Intel Labs’ research contributions include training encoding models that can transfer across fMRI responses to stories and movies, a scalable framework for automatic generation of counterfactual examples using text-to-image diffusion models, and the first learning-based method for event-to-point cloud registration.
Main Conference Papers
A*Net: A Scalable Path-based Reasoning Approach for Knowledge Graphs
Reasoning on large-scale knowledge graphs has been long dominated by embedding methods. While path-based methods possess the inductive capacity that embeddings lack, their scalability is limited by the exponential number of paths. This work presents A*Net, a scalable path-based method for knowledge graph reasoning. Inspired by the A* algorithm for shortest path problems, our A*Net learns a priority function to select important nodes and edges at each iteration, to reduce time and memory footprint for both training and inference. The ratio of selected nodes and edges can be specified to trade off between performance and efficiency. Experiments on both transductive and inductive knowledge graph reasoning benchmarks show that A*Net achieves competitive performance with existing state-of-the-art path-based methods, while merely visiting 10% nodes and 10% edges at each iteration. On a million-scale dataset ogbl-wikikg2, A*Net not only achieves a new state-of-the-art result, but also converges faster than embedding methods. A*Net is the first path-based method for knowledge graph reasoning at such scale.
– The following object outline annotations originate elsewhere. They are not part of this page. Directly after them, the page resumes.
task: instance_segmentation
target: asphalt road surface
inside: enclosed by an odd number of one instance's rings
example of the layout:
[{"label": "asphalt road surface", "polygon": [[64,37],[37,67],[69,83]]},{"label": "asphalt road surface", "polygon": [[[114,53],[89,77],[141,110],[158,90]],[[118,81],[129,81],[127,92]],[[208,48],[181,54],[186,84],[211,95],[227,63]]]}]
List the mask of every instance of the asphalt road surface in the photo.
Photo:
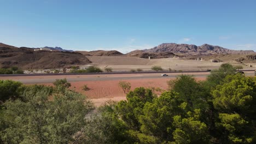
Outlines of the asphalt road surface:
[{"label": "asphalt road surface", "polygon": [[[53,83],[56,79],[66,78],[68,82],[98,81],[109,80],[125,80],[130,79],[174,79],[181,74],[193,75],[196,78],[206,78],[209,72],[203,73],[166,73],[167,76],[162,76],[161,74],[112,74],[91,75],[61,75],[61,76],[0,76],[0,80],[13,80],[26,84]],[[246,76],[254,76],[253,71],[245,71]]]}]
Brain Encoding Models based on Multimodal Transformers can Transfer Across Language and Vision
Encoding models have been used to assess how the human brain represents concepts in language and vision. While language and vision rely on similar concept representations, current encoding models are typically trained and tested on brain responses to each modality in isolation. Recent advances in multimodal pretraining have produced transformers that can extract aligned representations of concepts in language and vision. In this work, researchers used representations from multimodal transformers to train encoding models that can transfer across fMRI responses to stories and movies. Results showed that encoding models trained on brain responses to one modality can successfully predict brain responses to the other modality, particularly in cortical regions that represent conceptual meaning. Further analysis of these encoding models revealed shared semantic dimensions that underlie concept representations in language and vision. Comparing encoding models trained using representations from multimodal and unimodal transformers, we found that multimodal transformers learn more aligned representations of concepts in language and vision. The results demonstrate how multimodal transformers can provide insights into the brain's capacity for multimodal processing.
Causal Interpretation of Self-Attention in Pre-Trained Transformers
This paper proposes a causal interpretation of self-attention in the Transformer neural network architecture. Researchers interpret self-attention as a mechanism that estimates a structural equation model for a given input sequence of symbols (tokens). The structural equation model can be interpreted, in turn, as a causal structure over the input symbols under the specific context of the input sequence. Importantly, this interpretation remains valid in the presence of latent confounders. Following this interpretation, researchers estimate conditional independence relations between input symbols by calculating partial correlations between their corresponding representations in the deepest attention layer. This enables learning the causal structure over an input sequence using existing constraint-based algorithms. In this sense, existing pre-trained Transformers can be utilized for zero-shot causal-discovery. The work demonstrates this method by providing causal explanations for the outcomes of Transformers in two tasks: sentiment classification (NLP) and recommendation.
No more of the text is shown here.